TIP: Homes tend to get dry during the winter. To keep the plant from drying out without overwatering, mist the leaves every few days.
To ensure that the plant gets enough sunlight, place it in a room or porch with south-facing or west-facing windows.
Watering and Feeding
These plants don’t like dry conditions. It should receive plenty of water throughout the year, including the winter.
When the plant doesn’t get enough water, the leaves start to droop.
If kept in a container, set the container on a large saucer, which helps create a reservoir for storing excess water.
Liquid soluble fertilizer can be used with each watering to encourage thicker, healthier growth.
Soil and Transplanting
Transplanting is recommended each year, to keep the top of the plant and the root system balanced.
Use rich, porous soil when transplanting.
The best time to transplant is March or April, which is also the best time to consider grooming the plant.
Maintenance and Grooming
Pruning will keep the plant small and bushy.

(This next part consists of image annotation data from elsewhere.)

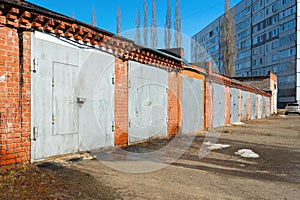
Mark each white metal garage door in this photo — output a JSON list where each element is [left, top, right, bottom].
[[212, 83, 225, 128], [128, 62, 168, 143], [230, 88, 240, 123], [181, 76, 203, 133], [31, 32, 114, 161]]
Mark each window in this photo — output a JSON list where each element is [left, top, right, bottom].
[[280, 47, 296, 59], [253, 49, 257, 55], [252, 1, 259, 12], [253, 60, 257, 66], [252, 37, 258, 44], [279, 6, 296, 19], [272, 41, 278, 49], [271, 14, 279, 24], [280, 19, 296, 32], [266, 8, 270, 15], [253, 13, 258, 22], [281, 0, 295, 5], [272, 54, 278, 62], [272, 28, 278, 37], [272, 3, 278, 13], [279, 33, 296, 46]]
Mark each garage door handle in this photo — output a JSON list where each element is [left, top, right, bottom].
[[77, 97, 86, 104]]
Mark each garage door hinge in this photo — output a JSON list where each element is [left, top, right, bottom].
[[111, 122, 115, 132], [52, 78, 55, 86], [32, 58, 38, 73], [111, 74, 115, 85], [33, 126, 39, 141]]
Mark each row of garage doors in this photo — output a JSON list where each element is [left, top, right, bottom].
[[31, 32, 173, 161], [212, 83, 271, 127], [31, 32, 270, 161]]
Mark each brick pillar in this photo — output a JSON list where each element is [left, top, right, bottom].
[[168, 72, 181, 135], [0, 27, 31, 168], [114, 58, 128, 146], [255, 94, 259, 119], [247, 92, 251, 120], [224, 86, 231, 124], [205, 81, 212, 128], [239, 90, 243, 121]]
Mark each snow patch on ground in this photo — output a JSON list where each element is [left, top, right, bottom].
[[279, 115, 286, 117], [235, 149, 259, 158], [232, 122, 245, 126], [203, 142, 230, 150]]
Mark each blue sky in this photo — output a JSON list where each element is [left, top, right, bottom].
[[28, 0, 241, 37]]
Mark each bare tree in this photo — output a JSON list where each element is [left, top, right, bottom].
[[135, 9, 141, 44], [117, 7, 121, 34], [143, 0, 148, 46], [92, 5, 97, 26], [151, 0, 157, 48], [174, 0, 182, 48], [219, 0, 237, 77], [165, 0, 172, 49]]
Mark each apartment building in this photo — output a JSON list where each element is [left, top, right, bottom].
[[191, 0, 300, 108]]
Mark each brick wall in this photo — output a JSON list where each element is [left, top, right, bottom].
[[247, 92, 252, 120], [0, 27, 30, 168], [168, 72, 181, 135], [225, 86, 230, 124], [239, 90, 243, 121], [205, 82, 212, 128], [114, 58, 128, 146]]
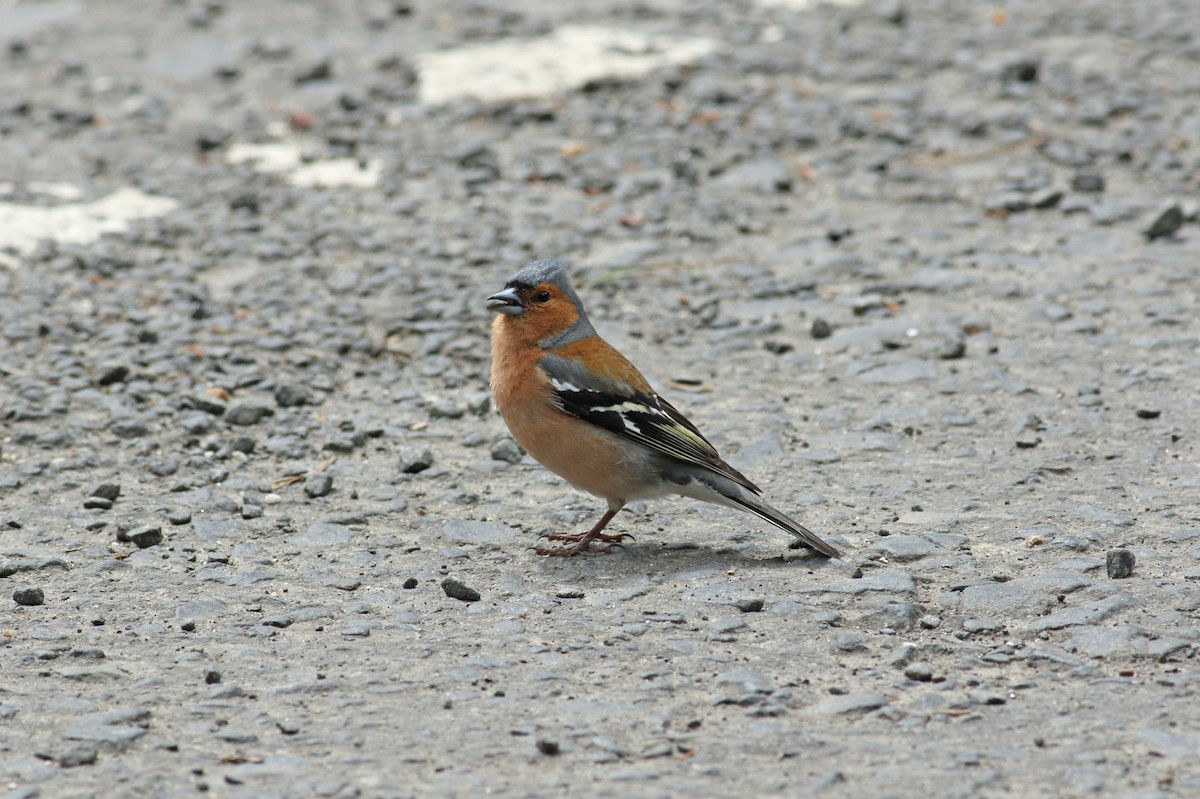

Never trim the plant during the winter.
Wait until early spring so the new shoots can start growing quickly and filling in the trimmed areas.
Propagation Of Chenille Acalyphas
Propagating the plant from stem cuttings.
- Take cuttings in March or April, to give new plants time to grow before the warmer months come.
- It is also important to select thick, healthy stems for the cuttings.
- These plants tend to be soft, which makes it difficult for the cuttings to stay firm until they take root.
- If possible, trim a stem containing three to four leaves and remove the lowest leaf.
- Use a hormone rooting powder on the cuttings and place in small pots.
- Cover the cuttings with plastic containing ventilation holes.
- The cuttings should take root in about three weeks.
- During this period, keep the plant in a room with temperatures in the mid to upper 70s.
- If the room doesn’t get this warm, place the plant near a window.
- The plastic can help increase the heat that the plant receives.
- After the cuttings take root, remove the plastic
- Move the plant to a warm, sunny room or porch.
Pests or Diseases Of Acalyphas
The acalyphas are hardy plants without any major problems other than aphids and spider mites.
The critters tend to love the small bushy plant and hide in the leaves.
After an aphid infestation, the leaves may start to turn pale and fall off.
To treat the infestation, move indoor plants outdoors and spray with a low-strength miticide. The stronger solutions may harm the plant.
When using a miticide, spray the undersides of the leaves and repeat the treatment multiple times.
Uses For Acalypha Plants
The acalyphas look great on their own in small pots. Set the plant near a window on a shelf, dresser, or end table.
The showy foliage deserves a spot where it can be seen.
If grown in a region with a suitable climate, the plant can be grown outdoors, giving it room to develop into an annual shrub.